Black females (urticaria in one study).
 
Clinical manifestations
General: anaphylactic shock
 
Respiratory: bronchospasm.
 
E.N.T.: sneezing (early symptom of allergy).
 
Cutaneous: pruritus, urticaria, angioedema.
 
Diagnostic methods
Cutaneous testing.
 
False positive in intradermal skin-tests. A positive prick-test with 10% fluorescein solution could predict anaphylactoid reaction to intravenous injection of fluorescein.
 
No specific IgE found.
 
Mechanisms
Unknown.
 
Non-specific histamine release?
 
Management
Premedication may be useful (controversial).
 
Desensitization (0.1 ml 1/1 000 to 1 ml pure) is poorly used.

References

  1. Matsuura M, Ando F, Fukumoto K, Kyogane I, Torii Y, Matsuura M, "Usefulness of the prick-test for anaphylactoid reaction in intravenous fluorescein administration (article in Japanese)", Nippon.
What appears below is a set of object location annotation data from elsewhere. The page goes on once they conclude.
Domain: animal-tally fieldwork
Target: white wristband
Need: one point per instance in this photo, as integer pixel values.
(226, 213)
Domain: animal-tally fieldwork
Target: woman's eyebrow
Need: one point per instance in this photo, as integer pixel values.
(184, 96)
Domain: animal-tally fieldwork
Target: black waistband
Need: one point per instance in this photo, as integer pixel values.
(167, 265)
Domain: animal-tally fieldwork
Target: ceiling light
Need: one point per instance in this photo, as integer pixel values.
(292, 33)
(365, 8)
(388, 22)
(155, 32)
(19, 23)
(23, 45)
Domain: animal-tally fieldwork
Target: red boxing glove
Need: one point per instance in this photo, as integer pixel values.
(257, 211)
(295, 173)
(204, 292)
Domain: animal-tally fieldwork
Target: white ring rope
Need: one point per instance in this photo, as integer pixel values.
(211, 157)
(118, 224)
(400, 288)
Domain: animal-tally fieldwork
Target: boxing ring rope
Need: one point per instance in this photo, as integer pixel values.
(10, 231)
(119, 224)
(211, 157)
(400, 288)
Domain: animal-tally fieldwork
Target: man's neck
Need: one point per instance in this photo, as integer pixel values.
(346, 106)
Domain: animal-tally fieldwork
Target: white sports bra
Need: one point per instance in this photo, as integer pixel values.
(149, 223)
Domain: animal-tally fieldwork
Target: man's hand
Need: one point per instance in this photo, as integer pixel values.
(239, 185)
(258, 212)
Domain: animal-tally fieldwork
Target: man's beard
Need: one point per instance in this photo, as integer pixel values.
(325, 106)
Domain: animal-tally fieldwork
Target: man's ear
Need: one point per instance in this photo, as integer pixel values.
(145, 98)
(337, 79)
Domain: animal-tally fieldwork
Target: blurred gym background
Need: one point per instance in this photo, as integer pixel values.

Ganka. Gakkai. Zasshi., 1996; 100 (4): 313-7
  2. Jennings B.J, Mathews D.E, "Adverse reactions during retinal fluorescein angiography", J. Am. Optom. Assoc., 1994; 65 (7): 465-71
  3. Rohr A.S, Pappano J.E Jr, "Prophylaxis against fluorescein-induced anaphylactoid reactions", J. Allergy. Clin. Immunol., 1992; 90 (3.1): 407-8
  4. Kwiterovich K.A, Maguire M.G, Murphy R.P, Schachat A.T, Bressler N.M, Bressler S.B, Fine S.L, "Frequency of adverse systemic reactions after fluorescein angiography. Results of a prospective study", Ophtalmology., 1991; 98 (7): 1139-42

As in all diagnostic testing, the diagnosis is made by the physican based on both test results and the patient history.